The grumpy old troll did his level best to ignore the strange interloper, which proved difficult to do as the princess had her own mind about how things should be.  She strung lights in the cave to brighten it.  She decorated the cave with vibrant colors and glitter.  She loved glitter as any princess should.  She fussed about the troll like a gadfly—organizing his area even labeling his tools—ignoring his half-hearted attempts to swat at her.  And despite himself the troll learned to smile.

In King’s War

Before the troll knew it, the princess had drawn him out of his cave, into her world of blue skies, surrounded by the beauty of the forest with begrudging effort, the troll learned to see the world through her eyes.  She helped him remember  the joy and terror of chasing after one’s dream with the boldness that comes with youth.  Though they squabbled often, they realized they had become brother and sister, family they had chosen.  And the troll waited by her side until her prince finally arrived and she was off to her next adventure.  But the troll never looked at his cave the same way.

And he never swept away the glitter.

Personalized autographs can be a lot of work.  I hope everyone doesn’t expect me to put in this much effort.  At some point, I should probably worry more about my signature and identity theft, but if someone wants to steal my history of bad credit, more power to them.

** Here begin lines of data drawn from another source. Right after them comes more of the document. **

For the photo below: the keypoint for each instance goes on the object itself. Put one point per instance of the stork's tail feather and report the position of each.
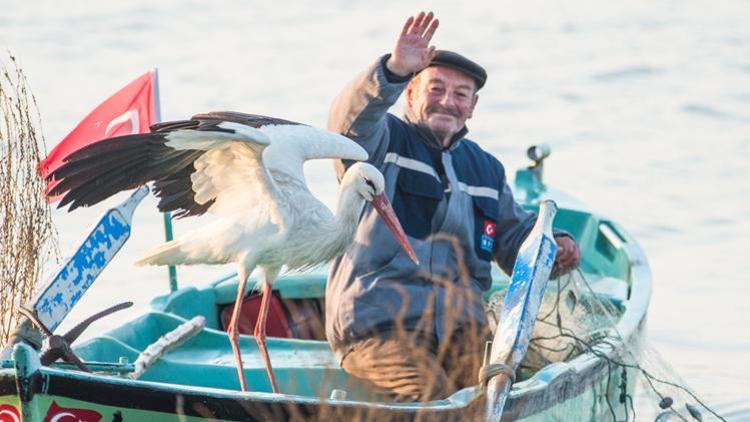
(169, 253)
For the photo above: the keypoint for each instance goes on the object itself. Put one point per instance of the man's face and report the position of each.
(442, 99)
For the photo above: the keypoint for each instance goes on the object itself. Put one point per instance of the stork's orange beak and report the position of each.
(385, 210)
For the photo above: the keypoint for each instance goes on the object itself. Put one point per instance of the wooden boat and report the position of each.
(197, 380)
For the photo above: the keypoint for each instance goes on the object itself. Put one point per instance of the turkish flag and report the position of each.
(57, 413)
(129, 111)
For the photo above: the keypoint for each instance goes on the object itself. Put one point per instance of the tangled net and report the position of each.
(27, 235)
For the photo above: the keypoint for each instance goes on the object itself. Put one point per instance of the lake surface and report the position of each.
(646, 106)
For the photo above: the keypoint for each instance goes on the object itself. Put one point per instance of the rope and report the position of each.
(490, 370)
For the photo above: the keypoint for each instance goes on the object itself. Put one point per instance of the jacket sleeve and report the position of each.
(359, 111)
(513, 225)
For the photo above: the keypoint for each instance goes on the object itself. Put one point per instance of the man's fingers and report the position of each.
(407, 25)
(425, 23)
(417, 23)
(431, 30)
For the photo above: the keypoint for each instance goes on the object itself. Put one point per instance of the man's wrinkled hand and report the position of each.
(413, 52)
(568, 256)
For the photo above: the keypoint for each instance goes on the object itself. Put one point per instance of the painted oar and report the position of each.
(79, 272)
(520, 308)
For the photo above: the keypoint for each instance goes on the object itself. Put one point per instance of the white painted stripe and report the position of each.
(479, 191)
(410, 164)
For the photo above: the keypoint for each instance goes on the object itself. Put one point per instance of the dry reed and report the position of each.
(27, 235)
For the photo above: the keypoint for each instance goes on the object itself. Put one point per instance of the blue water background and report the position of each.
(646, 105)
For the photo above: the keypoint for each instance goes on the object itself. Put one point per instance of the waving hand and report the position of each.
(413, 52)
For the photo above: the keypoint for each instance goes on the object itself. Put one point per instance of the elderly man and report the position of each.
(416, 332)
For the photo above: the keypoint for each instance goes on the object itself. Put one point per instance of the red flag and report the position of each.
(130, 110)
(57, 413)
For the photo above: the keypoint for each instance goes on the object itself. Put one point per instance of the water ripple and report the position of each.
(625, 73)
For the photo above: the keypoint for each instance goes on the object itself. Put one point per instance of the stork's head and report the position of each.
(367, 180)
(370, 184)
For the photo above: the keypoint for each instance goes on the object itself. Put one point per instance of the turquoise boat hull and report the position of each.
(198, 380)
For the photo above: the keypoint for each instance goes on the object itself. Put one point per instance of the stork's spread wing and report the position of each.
(167, 156)
(215, 161)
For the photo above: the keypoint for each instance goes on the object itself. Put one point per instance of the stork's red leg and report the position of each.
(260, 334)
(234, 334)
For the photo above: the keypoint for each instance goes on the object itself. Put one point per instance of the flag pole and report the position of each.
(167, 215)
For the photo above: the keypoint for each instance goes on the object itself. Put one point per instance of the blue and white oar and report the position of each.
(79, 272)
(525, 292)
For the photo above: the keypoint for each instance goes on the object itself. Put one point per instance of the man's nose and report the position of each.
(447, 98)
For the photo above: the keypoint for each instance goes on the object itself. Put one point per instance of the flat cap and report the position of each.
(456, 61)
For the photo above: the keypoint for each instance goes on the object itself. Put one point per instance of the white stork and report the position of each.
(247, 170)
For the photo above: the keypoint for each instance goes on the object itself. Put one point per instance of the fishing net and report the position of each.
(573, 319)
(27, 236)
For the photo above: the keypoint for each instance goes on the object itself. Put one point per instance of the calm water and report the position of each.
(646, 106)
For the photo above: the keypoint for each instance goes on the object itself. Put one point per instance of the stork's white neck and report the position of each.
(348, 210)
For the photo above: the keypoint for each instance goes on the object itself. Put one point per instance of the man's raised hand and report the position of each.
(413, 52)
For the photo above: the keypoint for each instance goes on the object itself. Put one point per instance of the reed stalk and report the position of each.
(28, 239)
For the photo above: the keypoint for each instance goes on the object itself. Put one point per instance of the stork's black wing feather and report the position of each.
(102, 169)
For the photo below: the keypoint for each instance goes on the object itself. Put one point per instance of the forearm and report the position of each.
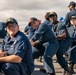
(62, 36)
(11, 59)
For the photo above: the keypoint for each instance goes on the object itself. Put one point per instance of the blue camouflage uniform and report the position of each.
(72, 51)
(64, 43)
(44, 34)
(18, 45)
(38, 49)
(2, 30)
(30, 31)
(68, 15)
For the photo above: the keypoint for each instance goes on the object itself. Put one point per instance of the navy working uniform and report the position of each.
(64, 43)
(18, 45)
(2, 30)
(72, 12)
(30, 31)
(44, 34)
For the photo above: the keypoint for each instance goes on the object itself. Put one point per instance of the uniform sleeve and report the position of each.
(20, 48)
(67, 19)
(39, 32)
(2, 46)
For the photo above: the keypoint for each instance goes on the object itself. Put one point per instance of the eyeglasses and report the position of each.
(13, 26)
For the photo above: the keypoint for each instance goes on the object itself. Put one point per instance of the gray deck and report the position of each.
(38, 65)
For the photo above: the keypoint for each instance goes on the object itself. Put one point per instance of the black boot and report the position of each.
(71, 68)
(43, 70)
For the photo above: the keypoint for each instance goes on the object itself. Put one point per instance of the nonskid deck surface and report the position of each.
(58, 69)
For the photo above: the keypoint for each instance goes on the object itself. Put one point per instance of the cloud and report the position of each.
(22, 10)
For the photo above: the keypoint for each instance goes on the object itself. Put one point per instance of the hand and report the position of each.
(2, 54)
(32, 43)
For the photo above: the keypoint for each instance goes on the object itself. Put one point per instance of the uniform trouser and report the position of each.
(73, 55)
(63, 47)
(50, 50)
(38, 51)
(12, 69)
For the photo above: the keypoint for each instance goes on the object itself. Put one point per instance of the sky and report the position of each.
(22, 10)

Break Glass in Case of Emergency III

It’s been a while since I’ve done a Break Glass in Case of Emergency post, you know, my version of “stones of remembrance” to remind me of truths for those dark times when I get all lost and tangled up.  Well this time the reminder came from my youngest son.  Besides him informing me that I’m “as gangsta as My Little Pony”, for Easter, he wrote me this note*:

Dear Dad,

Do you know who loves you?  If you guessed mom, you are right.  If you guessed Reese, you are right.  If you guessed your son Malcolm, you are right.

I love you so much because I know you love me, too.  You know become I come into your room and hug you and talk to you.  That’s how you know I love you.  I know you love me because you always hug and kiss me every time you go somewhere.

I hope you know that the rest of your family loves you, too.  And your beloved wife loves you a loooooooooot.

So you will have a good Easter with part of you r family and we all love you a lot.  We can’t ever tell you how much.  Happy Easter, Dad.

Love Malcolm.

Personally, I love his use of the word “beloved”.

*Because my sons spend way too much time around Alethea Kontis, the page is outlined with Xs and Os.